Haraldsplass Deaconess University College

Haraldsplass Deaconess Hospital

Bergen

Norway

E-mail: tove.giske@haraldsplass.no

Abstract

Aim

To gain knowledge about what is known about how undergraduate nursing students learn to care for patients spiritually in their clinical studies.

Background

Spirituality is related to meaning, hope and comfort and spiritual care is part of nurses’ responsibility. Clinical studies are vital for students to integrate knowledge, clinical reasoning and formation.
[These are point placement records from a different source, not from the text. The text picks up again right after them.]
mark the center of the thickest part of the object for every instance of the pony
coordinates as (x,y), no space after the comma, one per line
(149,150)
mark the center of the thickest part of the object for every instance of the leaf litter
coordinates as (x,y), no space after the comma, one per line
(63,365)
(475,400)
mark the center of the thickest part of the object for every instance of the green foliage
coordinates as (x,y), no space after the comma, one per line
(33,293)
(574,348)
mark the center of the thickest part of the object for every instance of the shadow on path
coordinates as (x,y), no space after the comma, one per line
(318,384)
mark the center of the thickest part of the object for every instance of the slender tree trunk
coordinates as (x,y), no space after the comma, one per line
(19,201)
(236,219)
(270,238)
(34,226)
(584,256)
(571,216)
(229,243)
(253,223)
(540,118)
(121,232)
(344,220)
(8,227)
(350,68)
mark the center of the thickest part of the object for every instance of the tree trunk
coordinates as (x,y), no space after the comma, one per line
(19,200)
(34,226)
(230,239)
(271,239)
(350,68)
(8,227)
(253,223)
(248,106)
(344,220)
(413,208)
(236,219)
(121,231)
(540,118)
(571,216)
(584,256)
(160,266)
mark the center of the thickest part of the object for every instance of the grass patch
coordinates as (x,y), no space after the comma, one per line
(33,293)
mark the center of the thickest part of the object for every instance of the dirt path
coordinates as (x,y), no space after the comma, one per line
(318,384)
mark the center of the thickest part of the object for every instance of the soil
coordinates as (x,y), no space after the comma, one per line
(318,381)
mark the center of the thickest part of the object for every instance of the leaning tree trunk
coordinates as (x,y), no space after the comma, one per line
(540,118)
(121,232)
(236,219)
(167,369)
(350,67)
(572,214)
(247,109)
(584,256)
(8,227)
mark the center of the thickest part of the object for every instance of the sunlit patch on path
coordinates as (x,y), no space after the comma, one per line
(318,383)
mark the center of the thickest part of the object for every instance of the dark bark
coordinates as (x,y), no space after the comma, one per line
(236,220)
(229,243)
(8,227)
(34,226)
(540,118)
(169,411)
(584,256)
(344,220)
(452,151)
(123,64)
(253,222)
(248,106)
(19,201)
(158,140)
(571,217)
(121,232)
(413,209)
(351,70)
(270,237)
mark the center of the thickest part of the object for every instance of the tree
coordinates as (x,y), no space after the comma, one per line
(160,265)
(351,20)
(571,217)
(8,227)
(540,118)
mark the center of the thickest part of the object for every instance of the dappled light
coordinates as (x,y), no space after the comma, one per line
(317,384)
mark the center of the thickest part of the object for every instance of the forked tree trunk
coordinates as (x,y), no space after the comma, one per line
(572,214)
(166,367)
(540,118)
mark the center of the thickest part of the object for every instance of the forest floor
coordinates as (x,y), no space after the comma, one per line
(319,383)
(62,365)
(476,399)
However, nurses are important in role modelling.

Method

A literature search was undertaken using international databases from 1980 to 2012. Articles were thoroughly evaluated and 10 papers reviewed for this article.

Results

Four main areas emerged as essential for learning spiritual care in clinical studies: (1) the importance of learning in real-life situations with repeated exposure to patients in diverse placements; (2) use of pedagogical methods that assist students to understand, work with and reflect on patients’ spirituality; (3) to be aware of and overcome conditions prohibiting spiritual care learning; and (4) to see spiritual care learning in connection with how students are prepared and how they are followed up after clinical studies.

Conclusion

Clinical studies are fundamental to students’ learning of spiritual care in nursing.

Implications for nursing management

Nurse leaders play a key role in keeping holistic care a nursing focus and creating a good learning environment.